Patients with histologically or cytologically confirmed unresectable locally advanced or metastatic solid tumors which is relapsed or refractory to standard treatment, or lack of standard treatment, or standard treatment is not applicable currently;
Have at least one measurable tumor lesion per RECIST v1.1 (patients with only non-target lesions are allowed to be enrolled in dose escalation stage);
ECOG performance status of 0-1;
Life expectancy ≥ 12 weeks;
Adequate bone marrow and organ function .

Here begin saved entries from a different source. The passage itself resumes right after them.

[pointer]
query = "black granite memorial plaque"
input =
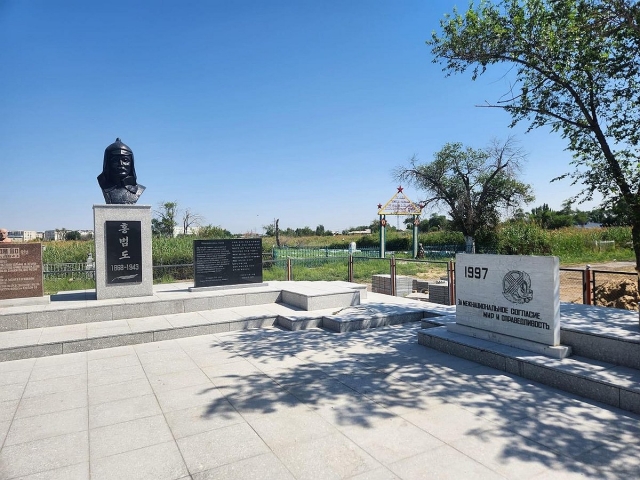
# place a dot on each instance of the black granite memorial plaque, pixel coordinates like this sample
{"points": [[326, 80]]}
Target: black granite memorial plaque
{"points": [[124, 251], [227, 262]]}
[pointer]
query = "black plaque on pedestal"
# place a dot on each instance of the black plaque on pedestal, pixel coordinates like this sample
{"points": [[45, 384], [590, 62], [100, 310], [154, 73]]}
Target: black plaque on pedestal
{"points": [[124, 251], [227, 262]]}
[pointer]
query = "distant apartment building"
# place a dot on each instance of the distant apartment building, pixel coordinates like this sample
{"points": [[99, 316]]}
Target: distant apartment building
{"points": [[59, 234], [54, 235], [24, 235]]}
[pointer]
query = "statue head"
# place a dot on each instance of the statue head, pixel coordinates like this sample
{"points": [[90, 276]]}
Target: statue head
{"points": [[118, 178], [117, 166]]}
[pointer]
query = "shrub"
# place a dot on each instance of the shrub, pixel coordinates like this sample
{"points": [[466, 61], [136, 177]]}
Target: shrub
{"points": [[523, 238]]}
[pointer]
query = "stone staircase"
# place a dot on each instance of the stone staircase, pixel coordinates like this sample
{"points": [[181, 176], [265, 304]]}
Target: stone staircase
{"points": [[76, 321], [605, 365]]}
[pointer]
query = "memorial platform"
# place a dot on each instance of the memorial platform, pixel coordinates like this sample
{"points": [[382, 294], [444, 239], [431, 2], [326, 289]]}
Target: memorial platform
{"points": [[605, 342], [605, 365], [76, 321]]}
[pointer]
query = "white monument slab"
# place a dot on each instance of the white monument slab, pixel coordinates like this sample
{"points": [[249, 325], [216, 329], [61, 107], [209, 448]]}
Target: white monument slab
{"points": [[513, 295]]}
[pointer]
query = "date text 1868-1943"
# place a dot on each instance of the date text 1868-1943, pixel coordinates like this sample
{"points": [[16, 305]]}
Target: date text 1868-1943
{"points": [[124, 251]]}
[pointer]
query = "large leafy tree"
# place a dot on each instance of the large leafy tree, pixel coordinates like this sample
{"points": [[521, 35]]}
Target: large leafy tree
{"points": [[576, 69], [164, 222], [474, 185]]}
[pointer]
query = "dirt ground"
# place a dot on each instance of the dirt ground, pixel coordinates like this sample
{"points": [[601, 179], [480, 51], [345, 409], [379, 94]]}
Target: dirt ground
{"points": [[612, 290]]}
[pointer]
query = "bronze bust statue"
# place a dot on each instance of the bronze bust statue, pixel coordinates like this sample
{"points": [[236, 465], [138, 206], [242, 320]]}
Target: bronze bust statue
{"points": [[118, 178]]}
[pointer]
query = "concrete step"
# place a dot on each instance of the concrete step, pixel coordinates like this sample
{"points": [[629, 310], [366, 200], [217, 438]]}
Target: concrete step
{"points": [[288, 305], [605, 382], [70, 308], [46, 341], [603, 334]]}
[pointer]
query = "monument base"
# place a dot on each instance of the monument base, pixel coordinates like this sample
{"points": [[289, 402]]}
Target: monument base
{"points": [[25, 302], [227, 287], [559, 351], [124, 265]]}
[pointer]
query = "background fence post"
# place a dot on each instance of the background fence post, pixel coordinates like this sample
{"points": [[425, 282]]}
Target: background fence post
{"points": [[451, 278], [586, 286], [392, 264]]}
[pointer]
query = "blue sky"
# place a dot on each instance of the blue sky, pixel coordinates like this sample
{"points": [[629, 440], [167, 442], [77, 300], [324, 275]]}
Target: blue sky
{"points": [[242, 111]]}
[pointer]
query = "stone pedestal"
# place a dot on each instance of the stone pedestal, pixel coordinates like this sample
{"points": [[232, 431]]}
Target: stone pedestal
{"points": [[124, 266]]}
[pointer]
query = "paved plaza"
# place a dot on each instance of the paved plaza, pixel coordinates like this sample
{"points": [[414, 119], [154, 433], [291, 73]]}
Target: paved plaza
{"points": [[312, 404]]}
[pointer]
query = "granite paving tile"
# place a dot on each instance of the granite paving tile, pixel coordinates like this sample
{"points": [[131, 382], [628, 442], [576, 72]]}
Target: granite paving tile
{"points": [[186, 397], [155, 462], [116, 375], [289, 428], [119, 391], [510, 455], [333, 456], [126, 436], [37, 427], [54, 402], [443, 462], [261, 467], [45, 454], [202, 418], [56, 385], [234, 443], [390, 439], [119, 411]]}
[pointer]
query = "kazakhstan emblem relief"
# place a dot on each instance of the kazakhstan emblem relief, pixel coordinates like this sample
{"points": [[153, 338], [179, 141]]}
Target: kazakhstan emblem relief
{"points": [[516, 287]]}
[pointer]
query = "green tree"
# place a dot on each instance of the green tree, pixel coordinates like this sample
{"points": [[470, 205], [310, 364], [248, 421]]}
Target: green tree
{"points": [[577, 69], [164, 222], [213, 231], [475, 186], [190, 221]]}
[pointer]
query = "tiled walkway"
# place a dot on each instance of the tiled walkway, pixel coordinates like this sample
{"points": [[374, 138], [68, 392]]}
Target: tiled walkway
{"points": [[272, 404]]}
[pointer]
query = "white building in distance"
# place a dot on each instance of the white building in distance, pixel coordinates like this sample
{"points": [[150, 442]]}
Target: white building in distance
{"points": [[24, 235]]}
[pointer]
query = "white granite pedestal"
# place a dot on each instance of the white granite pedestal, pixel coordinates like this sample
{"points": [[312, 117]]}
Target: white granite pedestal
{"points": [[136, 277]]}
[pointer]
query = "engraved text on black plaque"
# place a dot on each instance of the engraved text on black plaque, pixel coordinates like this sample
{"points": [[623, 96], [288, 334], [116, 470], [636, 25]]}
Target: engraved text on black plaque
{"points": [[124, 251], [227, 262]]}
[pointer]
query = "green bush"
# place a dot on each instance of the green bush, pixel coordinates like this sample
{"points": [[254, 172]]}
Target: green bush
{"points": [[523, 238]]}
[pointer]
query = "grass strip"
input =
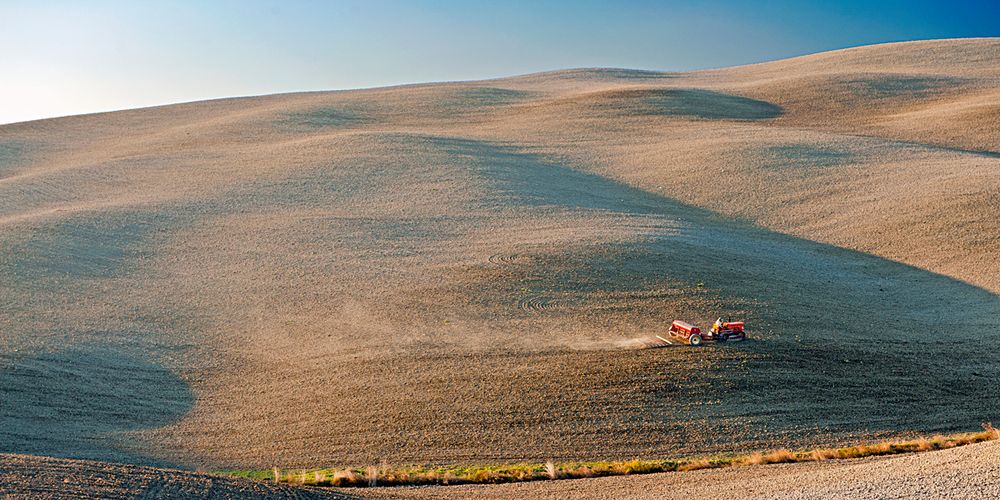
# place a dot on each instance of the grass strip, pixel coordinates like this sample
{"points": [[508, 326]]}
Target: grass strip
{"points": [[385, 475]]}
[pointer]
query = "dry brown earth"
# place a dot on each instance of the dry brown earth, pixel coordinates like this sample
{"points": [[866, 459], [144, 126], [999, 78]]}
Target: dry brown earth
{"points": [[464, 271]]}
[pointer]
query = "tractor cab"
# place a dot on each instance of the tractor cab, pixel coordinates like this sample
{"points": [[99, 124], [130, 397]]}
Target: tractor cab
{"points": [[723, 330]]}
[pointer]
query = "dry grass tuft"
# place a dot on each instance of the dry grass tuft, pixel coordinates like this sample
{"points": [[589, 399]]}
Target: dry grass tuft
{"points": [[550, 470]]}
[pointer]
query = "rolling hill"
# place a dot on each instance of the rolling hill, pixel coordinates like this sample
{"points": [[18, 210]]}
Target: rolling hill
{"points": [[473, 271]]}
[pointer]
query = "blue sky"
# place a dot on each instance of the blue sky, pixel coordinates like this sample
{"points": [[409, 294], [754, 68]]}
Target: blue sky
{"points": [[64, 57]]}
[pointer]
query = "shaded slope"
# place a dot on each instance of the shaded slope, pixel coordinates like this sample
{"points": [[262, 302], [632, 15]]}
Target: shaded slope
{"points": [[458, 271]]}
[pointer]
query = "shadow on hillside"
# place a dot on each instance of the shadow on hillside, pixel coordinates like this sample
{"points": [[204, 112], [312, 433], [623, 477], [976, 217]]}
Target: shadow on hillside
{"points": [[844, 340], [75, 403]]}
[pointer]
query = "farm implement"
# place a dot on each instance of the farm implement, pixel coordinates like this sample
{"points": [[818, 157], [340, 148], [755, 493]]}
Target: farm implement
{"points": [[721, 331]]}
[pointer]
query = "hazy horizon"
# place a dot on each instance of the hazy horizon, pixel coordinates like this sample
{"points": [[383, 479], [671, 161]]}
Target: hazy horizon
{"points": [[64, 59]]}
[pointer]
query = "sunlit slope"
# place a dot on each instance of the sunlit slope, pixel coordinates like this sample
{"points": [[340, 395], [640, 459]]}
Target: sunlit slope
{"points": [[470, 271]]}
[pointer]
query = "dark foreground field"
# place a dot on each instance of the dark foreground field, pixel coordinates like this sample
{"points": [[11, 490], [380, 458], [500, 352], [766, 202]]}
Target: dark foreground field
{"points": [[469, 272]]}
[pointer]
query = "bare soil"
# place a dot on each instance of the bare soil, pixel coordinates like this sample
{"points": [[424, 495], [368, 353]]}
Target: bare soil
{"points": [[463, 272]]}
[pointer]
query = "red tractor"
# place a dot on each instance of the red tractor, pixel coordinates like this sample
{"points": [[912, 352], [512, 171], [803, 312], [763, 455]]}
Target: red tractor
{"points": [[721, 331]]}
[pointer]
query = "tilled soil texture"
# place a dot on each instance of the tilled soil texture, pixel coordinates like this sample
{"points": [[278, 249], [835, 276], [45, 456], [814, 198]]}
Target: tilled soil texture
{"points": [[23, 476], [472, 271]]}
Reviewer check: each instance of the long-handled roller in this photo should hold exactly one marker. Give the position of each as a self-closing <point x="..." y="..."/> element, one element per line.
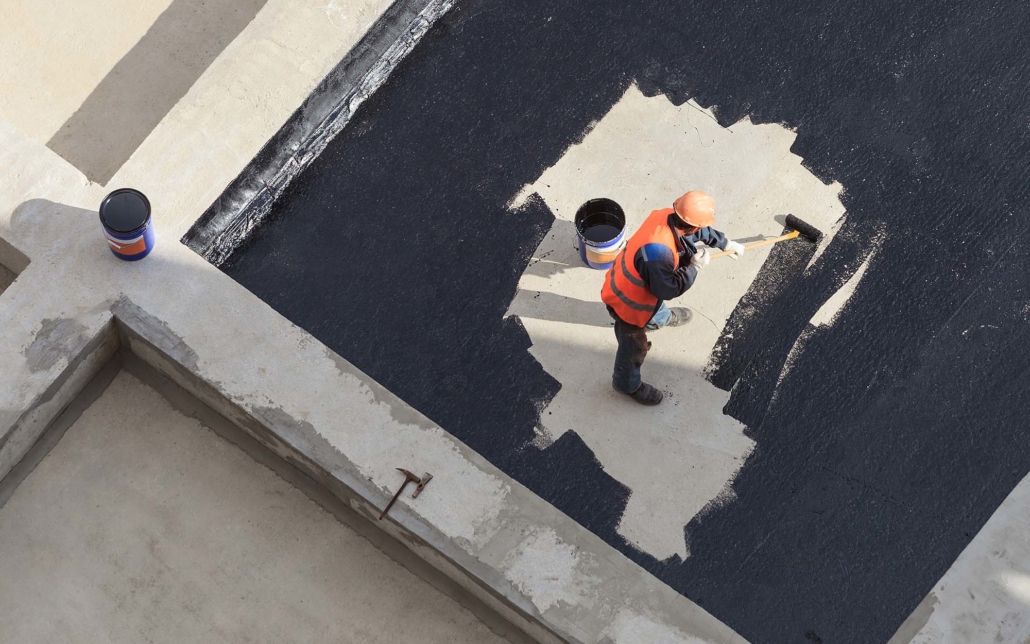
<point x="798" y="227"/>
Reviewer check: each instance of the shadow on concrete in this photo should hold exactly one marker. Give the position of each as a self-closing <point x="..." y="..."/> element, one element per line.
<point x="144" y="86"/>
<point x="542" y="305"/>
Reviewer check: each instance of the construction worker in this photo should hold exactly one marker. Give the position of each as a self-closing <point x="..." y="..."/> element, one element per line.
<point x="660" y="262"/>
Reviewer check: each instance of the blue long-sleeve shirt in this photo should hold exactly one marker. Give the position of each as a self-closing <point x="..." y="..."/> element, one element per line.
<point x="654" y="262"/>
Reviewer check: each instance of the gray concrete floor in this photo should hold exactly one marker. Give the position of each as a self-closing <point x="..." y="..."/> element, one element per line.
<point x="142" y="524"/>
<point x="6" y="278"/>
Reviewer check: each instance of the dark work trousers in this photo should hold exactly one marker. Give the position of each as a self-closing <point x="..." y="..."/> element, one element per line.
<point x="632" y="349"/>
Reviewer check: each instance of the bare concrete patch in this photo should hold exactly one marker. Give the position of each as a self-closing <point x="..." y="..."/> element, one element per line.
<point x="143" y="524"/>
<point x="680" y="458"/>
<point x="147" y="81"/>
<point x="57" y="340"/>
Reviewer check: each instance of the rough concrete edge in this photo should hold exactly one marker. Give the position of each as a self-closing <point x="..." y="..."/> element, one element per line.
<point x="915" y="623"/>
<point x="189" y="405"/>
<point x="56" y="431"/>
<point x="247" y="201"/>
<point x="12" y="259"/>
<point x="84" y="362"/>
<point x="300" y="445"/>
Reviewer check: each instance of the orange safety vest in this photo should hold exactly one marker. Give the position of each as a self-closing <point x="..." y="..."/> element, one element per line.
<point x="624" y="291"/>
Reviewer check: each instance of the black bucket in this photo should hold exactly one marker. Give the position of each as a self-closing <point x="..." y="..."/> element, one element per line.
<point x="601" y="225"/>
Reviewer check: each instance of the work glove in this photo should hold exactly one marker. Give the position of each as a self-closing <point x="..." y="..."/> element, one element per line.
<point x="700" y="259"/>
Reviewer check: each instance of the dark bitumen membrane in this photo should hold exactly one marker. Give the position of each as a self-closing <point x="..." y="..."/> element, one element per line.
<point x="897" y="431"/>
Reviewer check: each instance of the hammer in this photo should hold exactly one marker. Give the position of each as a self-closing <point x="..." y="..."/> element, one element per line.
<point x="408" y="478"/>
<point x="800" y="228"/>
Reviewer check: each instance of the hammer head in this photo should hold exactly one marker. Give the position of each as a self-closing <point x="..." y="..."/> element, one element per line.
<point x="805" y="229"/>
<point x="411" y="477"/>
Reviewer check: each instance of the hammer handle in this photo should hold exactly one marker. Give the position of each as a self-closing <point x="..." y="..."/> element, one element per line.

Subjects must voluntarily agree to participate in the trial and sign a written informed consent form.

Exclusion criteria

Patients with symptomatic central nervous system metastases or meningeal metastases;
Ongoing or previous anti-tumor therapies within 4 weeks prior to the first dose of study drug;
Prior treatment with antibody-drug conjugate (ADC) consisting of topoisomerase I inhibitors;
History of serious cardiovascular and cerebrovascular diseases;
Severe infection within 4 weeks prior to the first dose;
Adverse reactions of previous anti-tumor treatment have not recovered to Grade ≤ 1 per NCI-CTCAE v5.0.